Humour has been lost on most protestant writers but not on Carl Trueman. Fools Rush In is a collection of writings by Trueman, not united by any internal theme beyond being reflections. Trueman’s reflections are insightful and satirical.
Rodney Trotter who wrote the preface for this book sums up the audience likely to enjoy this book:
A custard in the face is the funniest thing one man has ever seen; to another, it is a degrading act of physical assault. This book is, I suspect, designed to be enjoyed by the former, and to offend the latter.
I enjoyed, laughed out loud and pondered Trueman’s points. I felt at home, comfortable, entertained, as well as reflect on the seriousness of the irony of modern day evangelical and reformed church culture.
Here are some quotes from Fools Rush In. (I am aware of the dangers of reading quotes out of context)

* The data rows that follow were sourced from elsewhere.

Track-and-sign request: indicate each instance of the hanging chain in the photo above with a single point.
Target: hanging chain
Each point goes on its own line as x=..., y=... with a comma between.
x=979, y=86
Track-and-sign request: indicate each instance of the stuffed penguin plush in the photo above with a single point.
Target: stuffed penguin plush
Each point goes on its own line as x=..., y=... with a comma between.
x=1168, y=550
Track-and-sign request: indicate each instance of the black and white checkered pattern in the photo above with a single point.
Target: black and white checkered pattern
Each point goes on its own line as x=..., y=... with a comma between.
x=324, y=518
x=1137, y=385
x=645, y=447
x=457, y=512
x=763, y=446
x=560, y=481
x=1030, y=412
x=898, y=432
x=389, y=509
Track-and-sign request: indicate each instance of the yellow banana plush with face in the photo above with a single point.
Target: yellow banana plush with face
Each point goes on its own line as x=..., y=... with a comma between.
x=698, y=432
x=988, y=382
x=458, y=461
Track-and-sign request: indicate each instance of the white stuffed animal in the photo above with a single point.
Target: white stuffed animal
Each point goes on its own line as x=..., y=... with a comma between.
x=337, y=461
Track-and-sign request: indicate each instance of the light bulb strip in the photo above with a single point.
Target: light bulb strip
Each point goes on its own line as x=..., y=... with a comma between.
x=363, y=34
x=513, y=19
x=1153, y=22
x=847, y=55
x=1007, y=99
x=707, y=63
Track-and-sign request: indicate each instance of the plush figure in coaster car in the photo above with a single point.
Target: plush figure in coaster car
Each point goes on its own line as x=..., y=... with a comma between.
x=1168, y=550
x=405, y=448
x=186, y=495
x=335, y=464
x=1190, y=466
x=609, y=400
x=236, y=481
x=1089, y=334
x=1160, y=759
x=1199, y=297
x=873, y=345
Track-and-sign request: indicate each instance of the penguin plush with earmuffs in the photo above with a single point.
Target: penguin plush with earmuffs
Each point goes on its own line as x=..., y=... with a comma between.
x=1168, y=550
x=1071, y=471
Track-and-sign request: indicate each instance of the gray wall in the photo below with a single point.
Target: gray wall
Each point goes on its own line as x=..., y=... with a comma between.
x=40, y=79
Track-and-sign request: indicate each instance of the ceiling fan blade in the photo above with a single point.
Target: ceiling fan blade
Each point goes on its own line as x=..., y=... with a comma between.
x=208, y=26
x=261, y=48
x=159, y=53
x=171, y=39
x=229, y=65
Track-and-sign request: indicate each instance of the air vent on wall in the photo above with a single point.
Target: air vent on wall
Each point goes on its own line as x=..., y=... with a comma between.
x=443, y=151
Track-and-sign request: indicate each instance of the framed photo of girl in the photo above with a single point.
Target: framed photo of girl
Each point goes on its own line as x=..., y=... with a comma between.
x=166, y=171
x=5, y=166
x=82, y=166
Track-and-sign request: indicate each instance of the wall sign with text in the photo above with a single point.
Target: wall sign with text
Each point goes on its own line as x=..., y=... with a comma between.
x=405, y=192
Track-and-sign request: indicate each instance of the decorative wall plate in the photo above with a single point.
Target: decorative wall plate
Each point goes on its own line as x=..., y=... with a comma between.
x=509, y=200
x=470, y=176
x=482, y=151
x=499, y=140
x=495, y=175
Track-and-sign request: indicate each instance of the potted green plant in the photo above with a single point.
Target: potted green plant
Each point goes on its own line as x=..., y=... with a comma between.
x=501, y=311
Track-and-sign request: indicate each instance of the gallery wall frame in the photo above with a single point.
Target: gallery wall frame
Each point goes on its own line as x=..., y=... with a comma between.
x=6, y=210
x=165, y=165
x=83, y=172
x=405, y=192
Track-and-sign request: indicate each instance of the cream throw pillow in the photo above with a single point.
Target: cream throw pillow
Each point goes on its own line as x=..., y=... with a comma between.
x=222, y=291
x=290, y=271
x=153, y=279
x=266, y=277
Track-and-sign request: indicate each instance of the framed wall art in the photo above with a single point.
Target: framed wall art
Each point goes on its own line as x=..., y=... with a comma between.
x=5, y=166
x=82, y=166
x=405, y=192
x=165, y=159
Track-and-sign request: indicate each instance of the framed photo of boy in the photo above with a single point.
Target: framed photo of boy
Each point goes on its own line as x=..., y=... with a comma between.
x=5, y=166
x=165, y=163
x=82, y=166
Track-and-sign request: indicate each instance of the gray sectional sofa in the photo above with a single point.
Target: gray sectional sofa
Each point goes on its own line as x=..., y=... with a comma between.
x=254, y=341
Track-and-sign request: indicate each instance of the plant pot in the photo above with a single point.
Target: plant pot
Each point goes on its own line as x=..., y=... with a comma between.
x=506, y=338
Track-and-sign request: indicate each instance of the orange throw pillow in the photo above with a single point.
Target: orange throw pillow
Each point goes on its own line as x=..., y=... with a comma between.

When prayers become the equivalent “Yo, how you doing?!” then something has gone awry… how many of us sit in judgment of the sermon, grading it for quality, length, clarity, interest, as the minister brings us the word of God? If we have any grasp of God’s holiness, and any inkling of the importance of the prophetic task of preaching, we wont be giving the minister a grade; rather, we will be sitting and listening to what he has to say, acutely conscious of our own unworthiness to hear God as he speaks to us…. then, when the song we sing can be summarised, ‘Jesus is my best boyfriend’ we can be sure that something is seriously out of joint. -something is missing - a sense of the deep holiness of God. p65
So why did the markets not stop the problem? After all, according to some conservative pundits, the markets are like the force of gravity-neutral, impersonal, scientific, perpetually moving toward an economic equilibrium that promote freedom, prosperity, and all-round good health -social, cultural, and above all financial. The answer, of course, is that market forces are ultimately functions of human behaviour, albeit on a macro-level; and human beings as depraved and as blinded as they are, generate market forces that reflect that depravity. P88
It is not a financial bailout that is needed; it is individual repentance by countless thousands of people.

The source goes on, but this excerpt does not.